Os trabalhadores foram incentivados a abandonar o posto de trabalho e a colocarem nas suas secretárias uma mensagem a dizer: “Não estou na minha secretária porque a abandonei em solidariedade com outros googlers e trabalhadores para protestar contra o assédio sexual, má conduta, falta de transparência e uma cultura de trabalho que não está a resultar para ninguém.”
O movimento inorgânico apresentou várias exigências à direção da empresa: terminar com a desigualdade salarial entre géneros; a publicação de um relatório público e transparente sobre casos de assédio sexual; a institucionalização de um processo para denunciar casos de assédio; a nomeação de um representante dos trabalhadores para o conselho de administração; a promoção do responsável da diversidade para responder diretamente ao diretor executivo; e o fim da arbitragem forçada. De todas as exigências, a que mais descontentamento tem gerado entre os trabalhadores é a da arbitragem forçada, presente nos contratos dos mais de 94 mil trabalhadores da Google, que estipula que qualquer disputa deve ser gerida dentro da empresa, e não nos tribunais. Os críticos desta cláusula dizem que é uma forma de proteger a reputação da empresa e da pessoa acusada silenciando a vítima, que depois se vê contratualmente impossibilitada de agir contra decisões internas ou de optar por outras ações, porventura legais.

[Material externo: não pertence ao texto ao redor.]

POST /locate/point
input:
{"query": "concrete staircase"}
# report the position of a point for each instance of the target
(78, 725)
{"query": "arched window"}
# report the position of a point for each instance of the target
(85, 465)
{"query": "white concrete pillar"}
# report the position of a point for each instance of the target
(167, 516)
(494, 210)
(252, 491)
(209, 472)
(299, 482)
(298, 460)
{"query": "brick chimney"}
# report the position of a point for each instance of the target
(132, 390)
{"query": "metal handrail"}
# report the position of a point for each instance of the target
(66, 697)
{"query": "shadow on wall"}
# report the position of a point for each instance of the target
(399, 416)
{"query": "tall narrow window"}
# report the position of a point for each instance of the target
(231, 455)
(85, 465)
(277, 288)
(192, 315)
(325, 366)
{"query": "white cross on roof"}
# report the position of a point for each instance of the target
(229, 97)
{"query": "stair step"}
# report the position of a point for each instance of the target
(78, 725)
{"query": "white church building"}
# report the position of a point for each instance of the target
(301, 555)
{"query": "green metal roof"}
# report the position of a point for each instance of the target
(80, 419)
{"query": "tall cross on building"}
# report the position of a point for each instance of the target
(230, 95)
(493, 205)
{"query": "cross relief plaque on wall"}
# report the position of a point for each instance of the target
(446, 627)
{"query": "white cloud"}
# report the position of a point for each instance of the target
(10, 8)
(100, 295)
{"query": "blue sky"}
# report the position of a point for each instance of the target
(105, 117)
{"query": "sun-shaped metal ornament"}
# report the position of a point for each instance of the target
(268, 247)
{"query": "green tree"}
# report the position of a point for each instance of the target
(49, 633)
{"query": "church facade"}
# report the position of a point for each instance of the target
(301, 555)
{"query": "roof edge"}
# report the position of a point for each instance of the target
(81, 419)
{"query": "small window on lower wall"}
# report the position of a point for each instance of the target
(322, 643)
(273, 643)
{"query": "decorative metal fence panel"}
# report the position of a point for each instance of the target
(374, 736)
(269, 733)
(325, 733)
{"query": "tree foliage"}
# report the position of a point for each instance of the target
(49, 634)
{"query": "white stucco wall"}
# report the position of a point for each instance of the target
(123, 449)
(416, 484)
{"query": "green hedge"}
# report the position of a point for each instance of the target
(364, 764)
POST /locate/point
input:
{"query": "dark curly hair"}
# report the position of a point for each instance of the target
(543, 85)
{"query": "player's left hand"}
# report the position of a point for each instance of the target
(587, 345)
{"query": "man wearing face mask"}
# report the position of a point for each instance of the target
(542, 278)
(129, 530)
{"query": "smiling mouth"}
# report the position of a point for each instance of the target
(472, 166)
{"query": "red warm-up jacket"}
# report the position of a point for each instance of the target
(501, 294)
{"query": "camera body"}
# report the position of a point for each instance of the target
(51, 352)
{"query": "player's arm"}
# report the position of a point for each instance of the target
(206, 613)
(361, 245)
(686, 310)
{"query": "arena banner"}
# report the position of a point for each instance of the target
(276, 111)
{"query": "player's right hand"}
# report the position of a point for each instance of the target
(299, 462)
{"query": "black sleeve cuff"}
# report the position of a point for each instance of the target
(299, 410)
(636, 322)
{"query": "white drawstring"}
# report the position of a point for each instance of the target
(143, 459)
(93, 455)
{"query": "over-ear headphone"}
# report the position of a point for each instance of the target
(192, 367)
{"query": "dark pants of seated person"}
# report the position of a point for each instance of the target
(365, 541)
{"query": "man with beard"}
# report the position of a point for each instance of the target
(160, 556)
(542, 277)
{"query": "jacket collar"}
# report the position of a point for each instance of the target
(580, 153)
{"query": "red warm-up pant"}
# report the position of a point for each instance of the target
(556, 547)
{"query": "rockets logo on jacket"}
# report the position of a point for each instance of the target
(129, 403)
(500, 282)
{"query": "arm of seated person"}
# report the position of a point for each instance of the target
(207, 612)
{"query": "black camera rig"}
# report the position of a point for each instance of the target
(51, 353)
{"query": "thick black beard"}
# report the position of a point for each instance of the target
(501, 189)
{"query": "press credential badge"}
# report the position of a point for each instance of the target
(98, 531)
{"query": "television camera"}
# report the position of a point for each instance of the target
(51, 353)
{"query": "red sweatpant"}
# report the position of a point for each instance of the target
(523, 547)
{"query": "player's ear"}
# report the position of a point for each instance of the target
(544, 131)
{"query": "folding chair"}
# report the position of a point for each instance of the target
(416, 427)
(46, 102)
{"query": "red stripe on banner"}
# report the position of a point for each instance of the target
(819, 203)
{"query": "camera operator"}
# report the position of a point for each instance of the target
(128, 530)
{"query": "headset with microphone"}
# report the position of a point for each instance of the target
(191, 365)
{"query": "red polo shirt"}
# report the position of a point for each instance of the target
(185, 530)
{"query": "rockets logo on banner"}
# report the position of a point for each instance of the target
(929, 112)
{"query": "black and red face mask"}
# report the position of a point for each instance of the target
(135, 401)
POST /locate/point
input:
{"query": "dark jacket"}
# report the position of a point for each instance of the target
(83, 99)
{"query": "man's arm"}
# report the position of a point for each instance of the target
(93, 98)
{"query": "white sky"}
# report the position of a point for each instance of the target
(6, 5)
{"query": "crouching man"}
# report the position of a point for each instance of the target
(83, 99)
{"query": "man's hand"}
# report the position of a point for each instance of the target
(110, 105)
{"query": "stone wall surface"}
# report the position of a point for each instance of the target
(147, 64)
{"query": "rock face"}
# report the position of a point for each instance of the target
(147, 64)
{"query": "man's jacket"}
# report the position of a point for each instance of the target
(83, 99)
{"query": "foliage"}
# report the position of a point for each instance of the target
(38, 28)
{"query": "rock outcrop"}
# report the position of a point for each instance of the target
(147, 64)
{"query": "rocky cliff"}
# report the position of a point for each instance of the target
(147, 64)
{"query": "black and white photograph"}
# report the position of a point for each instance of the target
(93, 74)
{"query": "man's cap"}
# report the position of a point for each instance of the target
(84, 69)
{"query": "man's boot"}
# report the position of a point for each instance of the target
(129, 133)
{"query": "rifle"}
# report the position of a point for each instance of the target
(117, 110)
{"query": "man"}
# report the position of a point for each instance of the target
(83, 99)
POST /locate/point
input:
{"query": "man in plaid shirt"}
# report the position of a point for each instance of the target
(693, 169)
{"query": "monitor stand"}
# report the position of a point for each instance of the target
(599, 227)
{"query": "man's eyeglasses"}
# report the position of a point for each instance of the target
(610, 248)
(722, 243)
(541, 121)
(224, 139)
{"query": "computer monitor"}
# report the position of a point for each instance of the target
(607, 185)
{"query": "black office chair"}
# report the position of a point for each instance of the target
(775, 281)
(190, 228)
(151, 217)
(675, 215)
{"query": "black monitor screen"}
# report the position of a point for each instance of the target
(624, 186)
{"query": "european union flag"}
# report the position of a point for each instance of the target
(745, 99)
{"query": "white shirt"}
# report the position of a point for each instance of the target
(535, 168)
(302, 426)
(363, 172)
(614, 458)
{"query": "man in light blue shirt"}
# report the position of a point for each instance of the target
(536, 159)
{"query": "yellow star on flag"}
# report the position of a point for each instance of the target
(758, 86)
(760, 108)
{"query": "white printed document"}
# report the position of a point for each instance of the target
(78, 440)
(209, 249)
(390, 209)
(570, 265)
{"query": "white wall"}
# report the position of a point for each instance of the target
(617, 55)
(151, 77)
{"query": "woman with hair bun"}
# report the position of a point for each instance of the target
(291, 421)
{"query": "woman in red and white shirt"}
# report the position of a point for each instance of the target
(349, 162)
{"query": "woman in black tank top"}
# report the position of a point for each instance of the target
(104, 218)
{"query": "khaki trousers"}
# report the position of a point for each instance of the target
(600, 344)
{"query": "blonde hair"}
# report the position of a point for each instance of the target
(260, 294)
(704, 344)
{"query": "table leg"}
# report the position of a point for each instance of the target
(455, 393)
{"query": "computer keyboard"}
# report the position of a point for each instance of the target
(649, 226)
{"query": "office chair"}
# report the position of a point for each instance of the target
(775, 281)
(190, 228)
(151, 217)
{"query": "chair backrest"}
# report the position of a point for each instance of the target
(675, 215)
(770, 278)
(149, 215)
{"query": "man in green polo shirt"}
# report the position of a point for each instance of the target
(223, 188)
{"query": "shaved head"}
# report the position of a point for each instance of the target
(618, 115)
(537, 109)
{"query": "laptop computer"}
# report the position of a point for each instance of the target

O protesto de ontem foi também um teste à forma como a direção da Google tem feito a gestão da crise perante a notícia do “New York Times”. Revelado o caso, o diretor executivo da empresa, Sundar Pichai, insistiu que foram tomadas “medidas duras” para combater o assédio sexual no local de trabalho e apoiou os trabalhadores que decidiram participar no protesto. “Os trabalhadores apresentaram ideias construtivas sobre como podemos melhorar as nossas políticas e processos”, disse Pichai. “Estamos a receber todas as ideias para podermos transformá-las em ações.”
Há quem alerte que a situação não é exclusiva da Google, mas comum a muitas outras empresas tecnológicas. “Os eventos na Google mostram a frustração que muitos trabalhadores sentem por as suas vozes não serem ouvidas sobre a forma como as empresas são geridas”, disse Mike Clancy, secretário-geral do sindicato britânico dos trabalhadores tecnológicos. “Precisamos de tolerância zero e de maior transparência sobre os termos e condições dos trabalhadores.”